Indeed there are now as many people in the private rented sector on rent supports as there are in social housing. (For detailed discussion of these issues, see my research with Dr Michelle Norris of UCD’s School of Social Policy, Social Work and Social Justice.)

For governments bent on austerity, however, this is a win, because while social housing is more cost-effective than subsidising rents in the long term, in the short term it is more expensive. (Just like buying a car outright costs you a lot more money upfront than renting one, but works out a lot cheaper in the long term.)

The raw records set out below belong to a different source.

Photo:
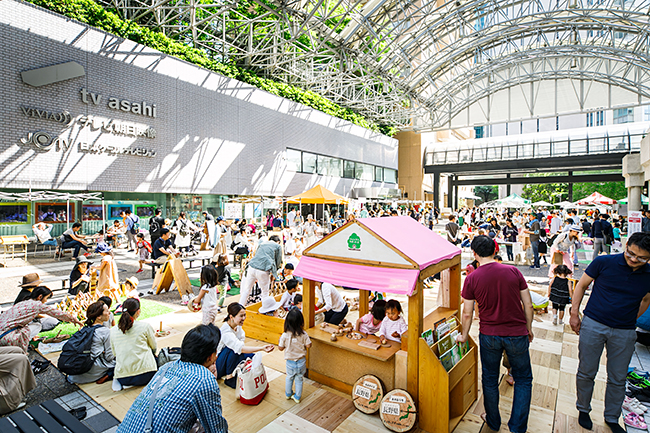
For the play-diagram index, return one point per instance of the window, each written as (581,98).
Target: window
(379,174)
(294,160)
(348,169)
(623,115)
(328,166)
(363,171)
(390,175)
(308,162)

It is the long-term nature of infrastructure investment that makes it vulnerable to the myopic politics of austerity. But it is precisely this role that makes it so important to cities.

To support more than a million people living together, we need solid scaffolding. And this scaffolding must be built to last.

It is the main tool we possess for shaping the future of Dublin. Without it, we will all see higher housing costs, poorer quality housing, spatial segregation, longer commutes, worse schools, inferior public transport, fewer community centres, inadequate hospitals etc. Nowhere is the importance of thinking long term more evident than in relation to the environment.

We know that massive adaptation will be required to make cities environmentally sustainable in a rapidly urbanizing world. Radical, ambitious innovation is required in energy, carbon emissions, waste, transport and food. Without capital spending on urban infrastructure we can’t even begin to confront these challenges.

For cities, austerity means being trapped in a perpetual present of crisis. Austerity urbanism is a politics for which the long-term simply does not exist. Let’s make sure it is has no future.